Rabbit anti α smooth muscle actin anti α sma

For immunohistochemical analysis, 5-μm sections were deparaffinized and rehydrated. Endogenous peroxidase was blocked by the addition of 3% H₂O₂, in methanol. Antigen retrieval was performed using the heat induced epitope retrieval (HIER) method with a citrate buffer of 0.1 M, pH 6. Tissue sections were then incubated with rabbit anti-α-smooth muscle actin (anti-α-SMA, 1:500, Cell Signaling Technology, Danvers, MA, United States) overnight at 4°C. After two washes with PBS, slides were incubated with HiDef Detection amplifier Mouse and Rabbit reagent (Cell Marque, Rocklin, CA, United States) for 10 min, at room temperature.

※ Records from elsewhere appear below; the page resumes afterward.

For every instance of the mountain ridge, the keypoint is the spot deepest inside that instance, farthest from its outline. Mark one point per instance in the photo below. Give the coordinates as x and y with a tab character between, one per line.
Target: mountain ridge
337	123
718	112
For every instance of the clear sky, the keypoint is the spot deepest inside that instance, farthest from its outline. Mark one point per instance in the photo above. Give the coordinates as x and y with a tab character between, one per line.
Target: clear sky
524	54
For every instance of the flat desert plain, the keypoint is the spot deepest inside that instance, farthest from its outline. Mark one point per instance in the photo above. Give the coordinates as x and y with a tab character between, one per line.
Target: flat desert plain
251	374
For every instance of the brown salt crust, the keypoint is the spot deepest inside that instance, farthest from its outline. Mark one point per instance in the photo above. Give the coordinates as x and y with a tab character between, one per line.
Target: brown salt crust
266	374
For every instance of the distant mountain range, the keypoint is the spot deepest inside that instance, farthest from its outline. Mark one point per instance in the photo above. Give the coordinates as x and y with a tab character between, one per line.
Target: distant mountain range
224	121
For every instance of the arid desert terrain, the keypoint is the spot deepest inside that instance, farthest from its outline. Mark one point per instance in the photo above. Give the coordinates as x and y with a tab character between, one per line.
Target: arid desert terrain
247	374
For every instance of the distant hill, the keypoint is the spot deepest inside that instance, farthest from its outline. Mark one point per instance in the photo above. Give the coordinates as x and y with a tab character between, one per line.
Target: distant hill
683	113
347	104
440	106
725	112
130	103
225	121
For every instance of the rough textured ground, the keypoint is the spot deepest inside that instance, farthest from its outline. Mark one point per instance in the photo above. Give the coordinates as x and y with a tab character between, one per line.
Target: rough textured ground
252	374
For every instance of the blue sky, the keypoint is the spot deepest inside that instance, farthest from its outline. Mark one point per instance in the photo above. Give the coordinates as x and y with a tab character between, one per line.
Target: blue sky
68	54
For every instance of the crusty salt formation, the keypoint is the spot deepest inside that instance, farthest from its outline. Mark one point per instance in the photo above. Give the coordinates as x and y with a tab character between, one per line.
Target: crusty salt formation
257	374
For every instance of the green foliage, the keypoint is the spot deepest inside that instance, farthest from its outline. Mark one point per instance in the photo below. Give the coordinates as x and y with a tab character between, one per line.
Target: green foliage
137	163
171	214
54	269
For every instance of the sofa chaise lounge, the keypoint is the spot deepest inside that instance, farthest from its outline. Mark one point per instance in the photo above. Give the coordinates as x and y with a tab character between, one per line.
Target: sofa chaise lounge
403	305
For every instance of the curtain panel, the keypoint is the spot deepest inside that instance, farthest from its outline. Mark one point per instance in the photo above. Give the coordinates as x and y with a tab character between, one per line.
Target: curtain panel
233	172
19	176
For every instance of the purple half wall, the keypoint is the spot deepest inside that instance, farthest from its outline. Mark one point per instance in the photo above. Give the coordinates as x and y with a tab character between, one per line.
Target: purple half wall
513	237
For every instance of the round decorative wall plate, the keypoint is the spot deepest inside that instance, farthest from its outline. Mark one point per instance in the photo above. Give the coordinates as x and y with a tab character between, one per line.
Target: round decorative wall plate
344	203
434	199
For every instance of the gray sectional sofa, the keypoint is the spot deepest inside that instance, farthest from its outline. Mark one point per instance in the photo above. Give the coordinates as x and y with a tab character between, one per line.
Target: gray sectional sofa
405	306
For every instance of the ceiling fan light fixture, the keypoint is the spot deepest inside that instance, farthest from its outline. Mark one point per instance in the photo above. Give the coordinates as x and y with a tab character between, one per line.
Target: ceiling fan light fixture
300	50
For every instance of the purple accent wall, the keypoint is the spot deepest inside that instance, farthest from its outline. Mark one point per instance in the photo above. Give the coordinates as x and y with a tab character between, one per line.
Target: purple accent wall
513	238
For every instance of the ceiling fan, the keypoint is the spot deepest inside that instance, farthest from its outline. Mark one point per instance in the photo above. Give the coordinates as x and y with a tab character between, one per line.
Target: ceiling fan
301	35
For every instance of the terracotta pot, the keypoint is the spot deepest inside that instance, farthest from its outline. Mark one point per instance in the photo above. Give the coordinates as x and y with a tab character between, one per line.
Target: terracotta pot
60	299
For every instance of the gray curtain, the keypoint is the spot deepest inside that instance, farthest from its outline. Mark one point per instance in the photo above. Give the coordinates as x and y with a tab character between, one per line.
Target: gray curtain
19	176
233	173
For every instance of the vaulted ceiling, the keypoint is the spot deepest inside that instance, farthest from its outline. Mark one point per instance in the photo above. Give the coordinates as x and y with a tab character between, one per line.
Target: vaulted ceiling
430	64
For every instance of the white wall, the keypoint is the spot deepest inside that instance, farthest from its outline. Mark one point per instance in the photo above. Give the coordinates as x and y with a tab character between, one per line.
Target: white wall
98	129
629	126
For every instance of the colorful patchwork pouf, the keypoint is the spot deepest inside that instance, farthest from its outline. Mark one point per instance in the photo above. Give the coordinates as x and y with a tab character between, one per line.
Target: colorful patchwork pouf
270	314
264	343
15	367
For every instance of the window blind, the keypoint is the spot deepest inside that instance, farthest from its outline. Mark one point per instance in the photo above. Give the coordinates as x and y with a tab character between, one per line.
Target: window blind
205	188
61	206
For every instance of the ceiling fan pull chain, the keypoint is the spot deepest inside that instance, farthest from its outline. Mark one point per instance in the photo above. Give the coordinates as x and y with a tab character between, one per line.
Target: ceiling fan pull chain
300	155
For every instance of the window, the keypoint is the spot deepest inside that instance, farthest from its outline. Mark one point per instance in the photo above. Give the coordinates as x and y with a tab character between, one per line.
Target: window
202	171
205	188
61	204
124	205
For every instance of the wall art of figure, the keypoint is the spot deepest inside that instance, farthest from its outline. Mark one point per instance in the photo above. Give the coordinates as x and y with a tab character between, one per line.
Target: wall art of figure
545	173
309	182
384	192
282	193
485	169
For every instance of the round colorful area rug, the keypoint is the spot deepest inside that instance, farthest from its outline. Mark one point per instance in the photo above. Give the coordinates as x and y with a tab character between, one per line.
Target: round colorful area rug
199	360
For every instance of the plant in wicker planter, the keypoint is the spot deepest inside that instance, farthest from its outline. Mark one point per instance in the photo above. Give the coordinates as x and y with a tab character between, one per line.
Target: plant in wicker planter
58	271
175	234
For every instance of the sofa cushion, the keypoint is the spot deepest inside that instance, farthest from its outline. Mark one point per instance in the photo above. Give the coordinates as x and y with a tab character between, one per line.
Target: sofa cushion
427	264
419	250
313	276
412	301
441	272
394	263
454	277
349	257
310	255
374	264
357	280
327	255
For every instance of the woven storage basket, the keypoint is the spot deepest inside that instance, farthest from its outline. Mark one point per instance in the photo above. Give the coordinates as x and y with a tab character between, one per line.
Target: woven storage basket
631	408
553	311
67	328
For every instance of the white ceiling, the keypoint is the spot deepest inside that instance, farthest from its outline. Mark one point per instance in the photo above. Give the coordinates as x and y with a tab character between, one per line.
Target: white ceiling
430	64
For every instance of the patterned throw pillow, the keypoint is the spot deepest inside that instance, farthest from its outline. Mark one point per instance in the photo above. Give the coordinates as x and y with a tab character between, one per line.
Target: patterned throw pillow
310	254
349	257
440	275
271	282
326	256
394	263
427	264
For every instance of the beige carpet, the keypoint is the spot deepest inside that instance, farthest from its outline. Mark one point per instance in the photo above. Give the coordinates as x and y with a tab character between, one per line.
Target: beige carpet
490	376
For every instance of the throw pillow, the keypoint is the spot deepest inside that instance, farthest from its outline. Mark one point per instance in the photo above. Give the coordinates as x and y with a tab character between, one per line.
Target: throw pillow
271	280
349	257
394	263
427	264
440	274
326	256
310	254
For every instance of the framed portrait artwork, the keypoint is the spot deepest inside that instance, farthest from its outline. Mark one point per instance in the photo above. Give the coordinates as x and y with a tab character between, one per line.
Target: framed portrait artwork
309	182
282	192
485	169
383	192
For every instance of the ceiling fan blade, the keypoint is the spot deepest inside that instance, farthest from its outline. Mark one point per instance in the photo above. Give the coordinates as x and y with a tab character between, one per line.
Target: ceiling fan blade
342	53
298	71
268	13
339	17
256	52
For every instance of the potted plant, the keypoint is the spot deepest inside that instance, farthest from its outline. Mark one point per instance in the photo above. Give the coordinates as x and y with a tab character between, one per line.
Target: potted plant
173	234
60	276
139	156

Sections were further washed with PBS and incubated with HiDef Detection HRP Polymer Detector solution (Cell Marque, Rocklin, CA, United States) for 10 min at room temperature. Finally, sections were washed twice with PBS, incubated with the DAB Chromogen kit (Cell Marque, Rocklin, CA, United States) for 5 min at room temperature, and counterstained with Hematoxylin. Dehydrated sections were mounted, and microphotographed on a light microscope, Nikon Eclipse E200. Quantification of α-SMA-positive (α-SMA⁺) areas was performed through use of Fiji software. Results were expressed as the mean intensity of α-SMA⁺ area per field.